Das BAG hat in diesem Zusammenhang eine abgestufte Darlegungs- und Beweislast zwischen Arbeitnehmer und Arbeitgeber entwickelt.[608] Demnach hat der Arbeitgeber die Gründe darzulegen, die ihn zu der von ihm getroffenen Sozialauswahl veranlasst haben. Den Arbeitnehmer trifft dagegen die Darlegungs- und Beweislast für die objektive Unrichtigkeit der Sozialauswahl. Legt der Arbeitgeber seine Auswahlüberlegungen nicht offen, wird der Arbeitnehmer insoweit von seiner Darlegungs- und Beweislast befreit. Die vorstehenden Grundsätze gelten auch in der Insolvenz bzw. im Insolvenzverfahren.

 

Rz. 601

Die Neuregelungen in § 1 Abs. 5 KSchG und die Regelung in § 125 InsO im Falle eines Interessenausgleichs mit Namensliste (siehe Rdn 488 ff.; § 2 Rdn 111 ff.) sind aber zu beachten.[609]

 

Rz. 602

 

Hinweis

Diese Vermutungswirkung eines Interessenausgleichs mit Namensliste musste als materielle Beweislastregel – anders als die prozessuale Vermutungsregel des § 4 KSchG – auch im Rahmen der Prüfung einer Sozialwidrigkeit im Rahmen des § 128 AFG a.F. bzw. des § 147a SGB III a.F. Berücksichtigung finden.[610] Die Regelung des § 147a SGB III a.F. mit der dort begründeten Erstattungspflicht des Arbeitgebers ist bekanntlich mit Ablauf des 31.1.2006 entfallen.
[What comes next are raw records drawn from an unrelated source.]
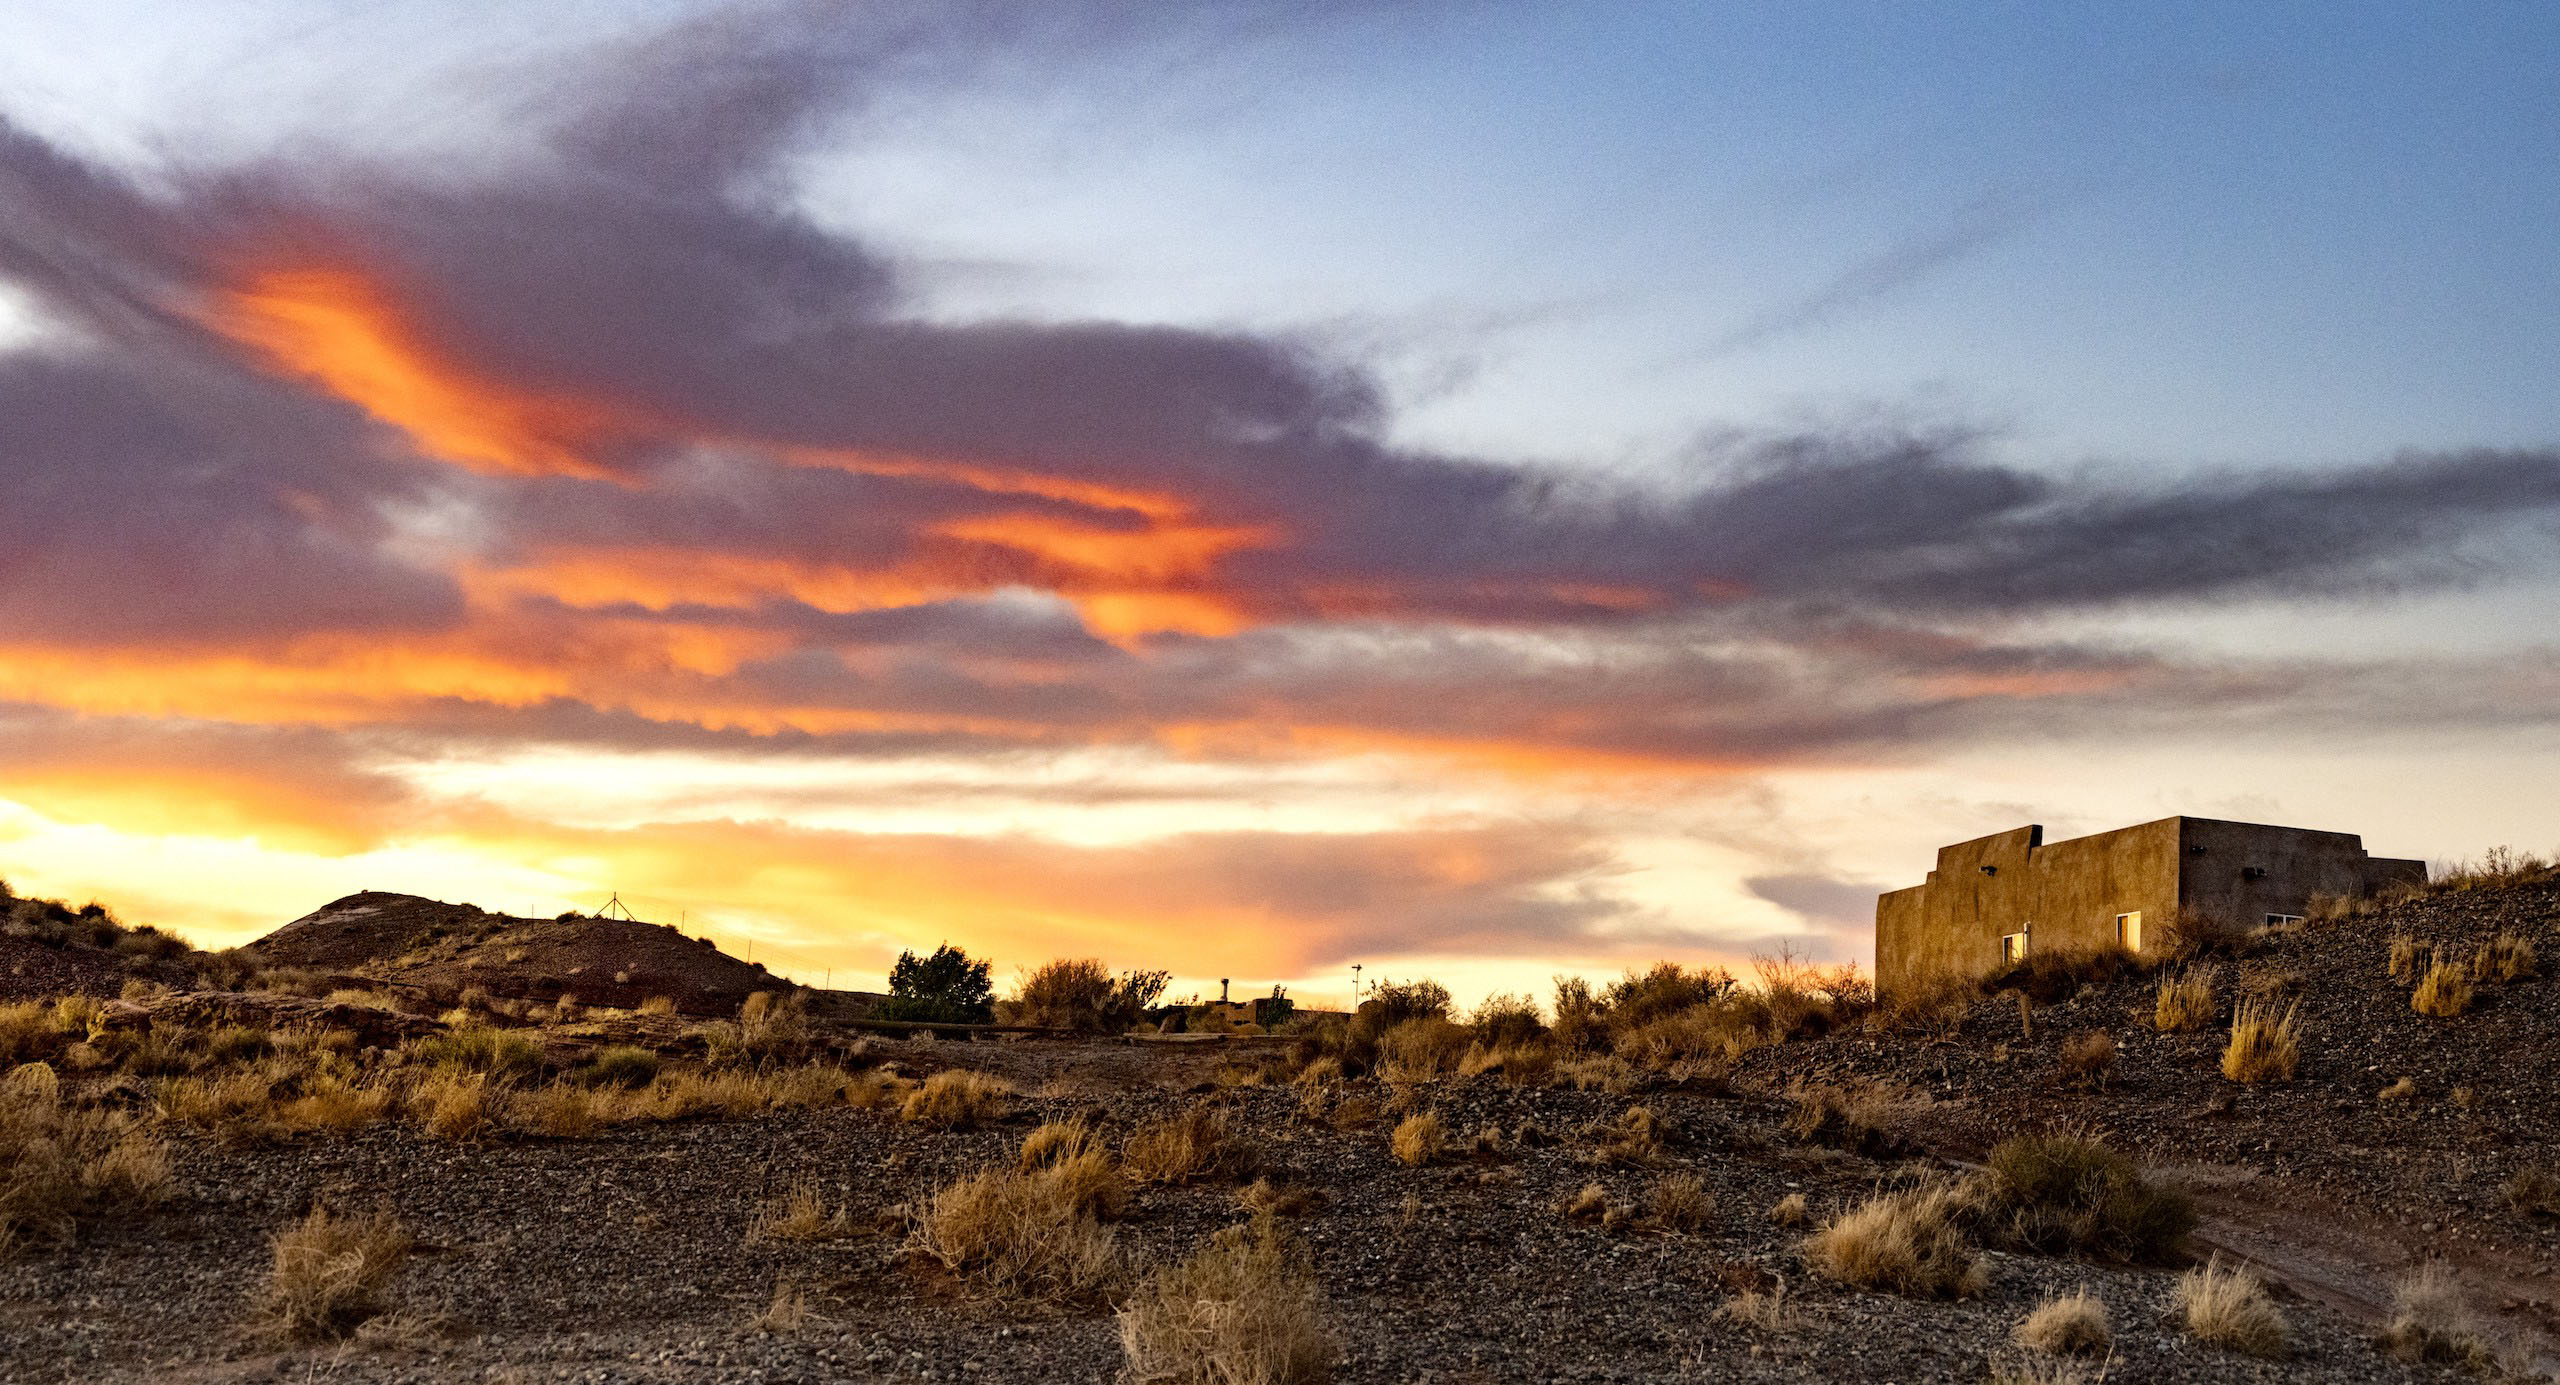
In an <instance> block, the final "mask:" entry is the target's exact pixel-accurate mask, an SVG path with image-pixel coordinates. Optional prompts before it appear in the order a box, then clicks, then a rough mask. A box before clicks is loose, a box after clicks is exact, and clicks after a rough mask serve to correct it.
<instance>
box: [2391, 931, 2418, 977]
mask: <svg viewBox="0 0 2560 1385" xmlns="http://www.w3.org/2000/svg"><path fill="white" fill-rule="evenodd" d="M2417 952H2419V947H2417V940H2414V937H2409V934H2404V932H2396V934H2391V960H2388V968H2391V981H2399V983H2409V981H2417Z"/></svg>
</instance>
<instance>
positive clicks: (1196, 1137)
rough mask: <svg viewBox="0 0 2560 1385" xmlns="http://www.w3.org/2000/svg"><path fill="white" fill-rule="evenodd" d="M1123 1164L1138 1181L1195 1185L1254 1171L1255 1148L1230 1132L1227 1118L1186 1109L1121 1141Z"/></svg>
mask: <svg viewBox="0 0 2560 1385" xmlns="http://www.w3.org/2000/svg"><path fill="white" fill-rule="evenodd" d="M1121 1165H1124V1167H1126V1170H1129V1178H1137V1180H1139V1183H1193V1180H1198V1178H1242V1175H1247V1173H1252V1165H1254V1160H1252V1149H1249V1147H1247V1144H1242V1142H1236V1139H1234V1137H1231V1134H1229V1132H1226V1116H1221V1114H1219V1111H1211V1109H1206V1106H1188V1109H1183V1111H1178V1114H1172V1116H1165V1119H1160V1121H1149V1124H1144V1126H1139V1129H1134V1132H1132V1134H1129V1139H1124V1142H1121Z"/></svg>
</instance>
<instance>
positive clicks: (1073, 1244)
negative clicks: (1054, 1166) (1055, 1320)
mask: <svg viewBox="0 0 2560 1385" xmlns="http://www.w3.org/2000/svg"><path fill="white" fill-rule="evenodd" d="M1088 1193H1091V1188H1088V1185H1085V1183H1083V1180H1075V1178H1070V1175H1068V1173H1065V1167H1044V1170H1029V1173H1024V1170H1016V1167H998V1170H986V1173H978V1175H973V1178H963V1180H957V1183H950V1185H945V1188H940V1190H937V1193H934V1196H932V1198H927V1203H924V1206H922V1208H919V1211H916V1224H914V1234H911V1237H909V1247H911V1249H914V1252H919V1254H927V1257H932V1260H937V1262H940V1265H942V1267H945V1270H950V1272H955V1275H965V1277H970V1280H975V1283H978V1285H980V1288H988V1290H996V1293H1016V1295H1027V1298H1037V1301H1047V1303H1073V1301H1085V1298H1093V1295H1098V1293H1101V1290H1103V1288H1108V1285H1111V1283H1114V1280H1116V1277H1119V1272H1121V1265H1119V1247H1116V1244H1114V1239H1111V1229H1108V1226H1103V1224H1101V1219H1098V1216H1096V1211H1093V1206H1091V1201H1088Z"/></svg>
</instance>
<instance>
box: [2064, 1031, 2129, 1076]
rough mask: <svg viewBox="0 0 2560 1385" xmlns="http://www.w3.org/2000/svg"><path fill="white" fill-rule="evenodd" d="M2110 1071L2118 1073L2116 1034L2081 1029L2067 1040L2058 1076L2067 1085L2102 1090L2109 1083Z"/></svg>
mask: <svg viewBox="0 0 2560 1385" xmlns="http://www.w3.org/2000/svg"><path fill="white" fill-rule="evenodd" d="M2109 1073H2115V1034H2109V1032H2104V1029H2081V1032H2079V1034H2071V1037H2068V1039H2063V1050H2061V1055H2058V1057H2056V1075H2058V1078H2061V1083H2063V1085H2066V1088H2084V1091H2099V1088H2104V1085H2107V1075H2109Z"/></svg>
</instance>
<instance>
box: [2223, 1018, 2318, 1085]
mask: <svg viewBox="0 0 2560 1385" xmlns="http://www.w3.org/2000/svg"><path fill="white" fill-rule="evenodd" d="M2299 1009H2301V1006H2299V1004H2294V1006H2286V1009H2284V1014H2281V1016H2278V1014H2276V1006H2273V1004H2271V1001H2240V1004H2237V1006H2232V1039H2230V1045H2227V1047H2225V1050H2222V1075H2225V1078H2230V1080H2235V1083H2289V1080H2294V1073H2296V1070H2299V1068H2301V1034H2299V1029H2296V1024H2294V1016H2296V1011H2299Z"/></svg>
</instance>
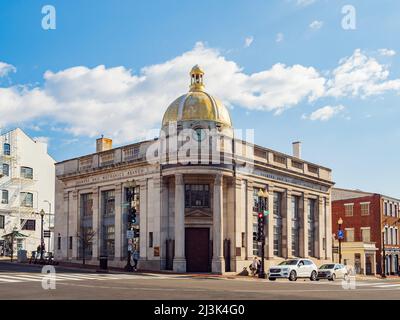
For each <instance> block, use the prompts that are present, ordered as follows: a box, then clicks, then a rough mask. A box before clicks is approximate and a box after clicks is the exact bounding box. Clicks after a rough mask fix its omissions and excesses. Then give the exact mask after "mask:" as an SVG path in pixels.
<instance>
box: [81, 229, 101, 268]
mask: <svg viewBox="0 0 400 320" xmlns="http://www.w3.org/2000/svg"><path fill="white" fill-rule="evenodd" d="M95 235H96V231H94V230H93V229H90V228H81V232H78V233H77V234H76V237H77V238H78V241H79V244H80V246H81V250H82V264H85V263H86V249H87V248H88V247H89V246H91V245H92V240H93V238H94V236H95Z"/></svg>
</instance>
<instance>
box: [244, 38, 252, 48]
mask: <svg viewBox="0 0 400 320" xmlns="http://www.w3.org/2000/svg"><path fill="white" fill-rule="evenodd" d="M253 41H254V37H253V36H250V37H247V38H246V39H244V47H245V48H248V47H250V46H251V44H252V43H253Z"/></svg>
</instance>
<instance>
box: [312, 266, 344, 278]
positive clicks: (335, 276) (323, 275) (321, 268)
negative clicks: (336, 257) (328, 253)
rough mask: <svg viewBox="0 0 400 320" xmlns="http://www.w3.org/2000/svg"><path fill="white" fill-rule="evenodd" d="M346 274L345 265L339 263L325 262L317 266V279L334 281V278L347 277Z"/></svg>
mask: <svg viewBox="0 0 400 320" xmlns="http://www.w3.org/2000/svg"><path fill="white" fill-rule="evenodd" d="M347 276H348V271H347V268H346V266H344V265H342V264H339V263H327V264H324V265H322V266H320V267H319V269H318V278H317V280H319V279H328V280H329V281H335V279H347Z"/></svg>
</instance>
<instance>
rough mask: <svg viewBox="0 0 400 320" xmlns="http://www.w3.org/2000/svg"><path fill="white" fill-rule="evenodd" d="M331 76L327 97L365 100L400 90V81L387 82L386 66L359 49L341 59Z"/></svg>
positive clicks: (327, 91) (327, 85)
[609] Dazu Giesen, ZIP 1998, 46, 49; Grunsky/Moll, Rn 280 ff.; Fischermeier, NZA 1997, 1089, 1092; die Regelung des § 1 Abs. 5 KSchG entfaltet ihre Vermutungswirkung nicht für vor dem 1.10.1996 ausgesprochene Kündigungen, siehe LAG Köln v. 16.4.1998 – 10 Sa 1352/97, DRsp Nr. 2000/2221.
[610] Siehe auch Dienstanweisung der Bundesagentur für Arbeit zu § 147a SGB III a.F. unter Ziff. 3.53; nach der Rechtsprechung des BSG sollte die Erstattungspflicht auch dann nicht gem. § 128 Abs. 1 S. 2 Nr. 3 AFG (jetzt § 147a Abs. 1 S. 2 Nr. 3 SGB III) entfallen, wenn der Arbeitnehmer einen entsprechenden Kündigungswunsch an den Arbeitgeber herangetragen hatte, siehe BSG v. 11.5.1999 – B 11 AL 73/98, EWiR 1999, 1089 (Peters-Lange).